The width/length constraint gives us:

$l = 5 w$

The volume constraint gives us:

$\setminus \setminus \setminus \setminus \setminus \setminus V = w l h$
$\therefore 10 = w \left(5 w\right) h$
$\therefore 10 = 5 {w}^{2} h$
$\therefore \setminus h = \frac{2}{w} ^ 2$

And the surface area of the box is given by:

$A = \left(\text{area base") + 2 xx ("area ends") + 2 xx ("area sides}\right)$
$\setminus \setminus \setminus = w l + 2 \left(w h\right) + 2 \left(l h\right)$
$\setminus \setminus \setminus = w \left(5 w\right) + 2 \left(w\right) \left(\frac{2}{w} ^ 2\right) + 2 \left(5 w\right) \left(\frac{2}{w} ^ 2\right)$
$\setminus \setminus \setminus = 5 {w}^{2} + \frac{4}{w} + \frac{20}{w}$
$\setminus \setminus \setminus = 5 {w}^{2} + \frac{24}{w}$

Which we can differentiate to find the critical points

$\frac{\mathrm{dA}}{\mathrm{dw}} = 10 w - \frac{24}{w} ^ 2$
$\frac{\mathrm{dA}}{\mathrm{dw}} = 0 \implies 10 w - \frac{24}{w} ^ 2 = 0$
$\therefore 10 w = \frac{24}{w} ^ 2$
$\therefore {w}^{3} = 2.4$
$\therefore w = \sqrt[3]{2.4} = 1.338865 \ldots$

With this dimension we have:

$l = 5 w = 6.694329 \ldots$
$h = \frac{2}{w} ^ 2 = 1.115721 \ldots$
$A = 26.888428 \ldots$
$V = 10$

We should check that this value leads to a minimum (rather than a maximum) surface area by checking that $\frac{{d}^{2} A}{{\mathrm{dw}}^{2}} > 0$.

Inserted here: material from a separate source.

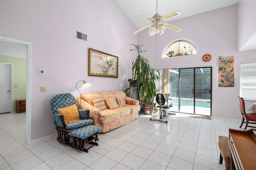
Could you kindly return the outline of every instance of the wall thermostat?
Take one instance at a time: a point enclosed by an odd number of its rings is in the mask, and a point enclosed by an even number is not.
[[[45,74],[45,69],[38,69],[38,74]]]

$\setminus \setminus \setminus \setminus \setminus \setminus \frac{\mathrm{dA}}{\mathrm{dw}} = 10 w - \frac{24}{w} ^ 2$
$\therefore \frac{{d}^{2} A}{{\mathrm{dw}}^{2}} = 10 + \frac{8}{w} ^ 3 > 0 \text{ when } w = 1.338865 \ldots$

Hence, The box should have the following dimensions (2dp):

$\left\{\begin{matrix}1.34 & \text{Width of box (feet)" \\ 6.69 & "Length of box (feet)" \\ 1.13 & "Height of box (feet)}\end{matrix}\right.$

I'll leave as an exercise conversion to inches (if required).